Zwischen den Sprachen wechseln macht schlauer

Mehrsprachige Menschen, die fließend zwischen verschiedenen Sprachen wechseln können, schneiden bei kognitiven Aufgabenstellungen besser ab als mehrsprachige Personen, die das nicht so gut können.

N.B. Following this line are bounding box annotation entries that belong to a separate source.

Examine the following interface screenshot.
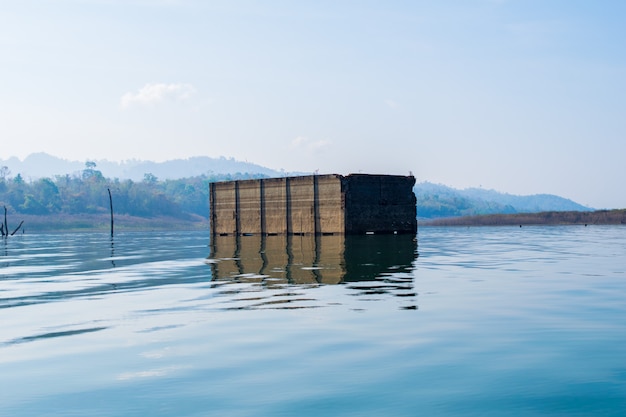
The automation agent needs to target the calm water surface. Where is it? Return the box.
[0,226,626,416]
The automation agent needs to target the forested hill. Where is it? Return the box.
[0,156,590,230]
[0,152,286,181]
[415,182,592,219]
[0,162,265,226]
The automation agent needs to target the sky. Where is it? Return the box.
[0,0,626,208]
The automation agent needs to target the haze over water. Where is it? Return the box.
[0,226,626,416]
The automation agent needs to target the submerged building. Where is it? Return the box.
[210,174,417,236]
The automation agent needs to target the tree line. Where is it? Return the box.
[0,162,266,219]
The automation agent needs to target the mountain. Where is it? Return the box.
[0,153,591,219]
[0,152,282,181]
[414,182,592,219]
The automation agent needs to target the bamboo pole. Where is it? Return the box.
[107,188,113,237]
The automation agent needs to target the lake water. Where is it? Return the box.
[0,226,626,417]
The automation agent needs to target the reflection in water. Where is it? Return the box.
[207,235,417,309]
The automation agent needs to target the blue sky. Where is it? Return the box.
[0,0,626,208]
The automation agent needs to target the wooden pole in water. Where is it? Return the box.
[4,206,9,236]
[107,188,113,237]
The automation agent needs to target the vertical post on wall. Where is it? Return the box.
[313,175,322,235]
[285,177,293,235]
[230,181,241,236]
[209,182,215,236]
[107,188,113,237]
[259,178,266,236]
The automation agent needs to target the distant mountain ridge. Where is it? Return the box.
[0,152,282,181]
[414,182,593,219]
[0,153,592,219]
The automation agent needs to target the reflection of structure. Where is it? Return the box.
[209,235,417,284]
[210,174,417,235]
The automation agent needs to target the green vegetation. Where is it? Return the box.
[0,162,265,230]
[421,209,626,226]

Das geht aus einer Doktorarbeit von Esli Struys hervor und diese Information wird von der Freien Universität Brüssel am Dienstag bekannt gegeben.

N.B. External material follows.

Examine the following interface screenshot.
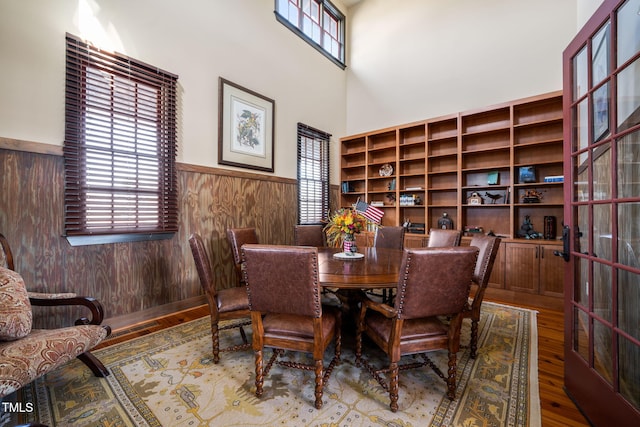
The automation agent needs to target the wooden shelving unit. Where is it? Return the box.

Breinscans zeigen, dass eine größere Kapazität der Informationsverarbeitung durch einen effizienteren Einsatz der Gehirnhälfte, die für den Wechsel zwischen den Sprachen verantwortlich ist, erklärt werden kann. 

Zwischen 2010 und 2013 wurden drei MRI-Experimente am Universitätskrankenhaus Brüssel durchgeführt. Bei einem der Experimente werden 54 mehrsprachige und einsprachige Kinder zwei Jahre lang beobachtet. Am Anfang und am Ende dieser Zeit mussten sie im MRI-Scanner mehrere Aufgaben bewältigen, die auf die Sprachgewandheit und die kognitiven Kapazitäten abzielten. In den beiden anderen Versuchen wurden verschiedene Gruppen von mehrsprachigen Erwachsenen anhand der gleichen Aufgaben verglichen.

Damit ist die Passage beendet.